Astrology vs astronomy meme

From time immemorial, people have been curious about the celestial bodies in different parts of the world.  The practice of astronomy was prevalent in ancient Greece.  The word astronomy means the arrangement of the astrologers (Nomos).  However, it is reasonable to call this ancient practice astrology, not astronomy.  The word astrology means logos.  Plato himself introduced the word Astrology instead of the word Astronomy.

The Origin of Astrology

 The ancient mathematician Pythagoras believed that numbers and geometric shapes had miraculous meanings.  Pythagoras adopted this idea and Plato associated astronomy with mathematics.  Plato’s discussion of astrology did not come up in real terms.  What kind of astrology would be good for human destiny, that was the subject of Plato’s practice.  From this practice the people of Europe began to think that the sun, moon and other planets have divine power.  This is how ancient astrology began.  Later, with the help of astrology, astrological calculations in a method devoid of logic became very infamous.  As a result, the word astronomy was brought back.  However, although astrology is erroneous and obsessed with superstitions, the practice of cosmic astronomy has continued through this scripture since ancient times.

Modern Astrology

 Even after the fifteenth century, many European astronomers practiced astrology.  Although astrology is not a science, or science does not acknowledge the influence of planets on human destiny, astrology has some kind of connection with astrology.  Famous astronomers like Tycho Brahe or Johannes Kepler were appointed to the royal court of Emperor Rudolph as astrologers.  Newton also began his study of mathematics out of interest in astrology.  Different astrologers used the method of astronomy to make their calculations accurate.  Thus the practice of astronomy progressed through astrology.  This practice made it possible for modern astronomy to emerge later.

Astronomy in India

 In ancient India, there was considerable progress in astronomy during the Gupta period.  Aryabhata and Brahmihir were one of the astronomers of this era.

1. Aryabhata
 Aryabhata said in his Suryasiddhanta that the earth is round and that it always revolves around the sun in a specific orbit.  He was the first to calculate that there are 365 days in a year.  He also discovered the causes of diurnal motion, annual motion, solar eclipse and lunar eclipse.

2. Brahmihir
 Brahmihir was a notable astronomer of this era.  His notable works are Panchasiddhantika on Astronomy and Brihatsanghita on Applied Astrology.  The constellations discuss the positions of the Sun, Moon, Earth, and other planets.

3. Brahmagupta
 Apart from this, the astronomer Brahmagupta in his book Brahmasfut Siddhanta discusses the position of different planets, solar eclipses and the causes of lunar eclipses.

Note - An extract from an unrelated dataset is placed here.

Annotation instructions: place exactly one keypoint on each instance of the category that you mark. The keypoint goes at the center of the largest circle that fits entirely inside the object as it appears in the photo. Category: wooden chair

Misleading astronomy in Europe

1. Ancient Proponents of the Earth’s Rotation Theory:
In the third century BC, Aristarchus of Greece spoke of the earth’s rotation around the sun.  Some time later, Cicero, Hikitas, etc. also spoke about the rotation of the earth around the sun.

2. Supporting misconceptions in ancient times
 In ancient times the people of Europe did not believe in the rotation of the earth around the sun.  Rather Ptolemy, Aristotle

Supporting misconceptions in ancient times

Prominent ancient thinkers propagated the misconception that the earth was at the center of the universe and that the sun, moon, and other planets always revolved in certain orbits around the earth.

3. The concept of the Christian Church

 The Christian Church supported this misconception.  Until the fifteenth century, the doctrine of the Christian Church about the structure of the universe was ingrained in European society.  At that time many strange ideas about the earth and other planets were prevalent among the people.  Some people thought that the shape of the earth was like a flat plate.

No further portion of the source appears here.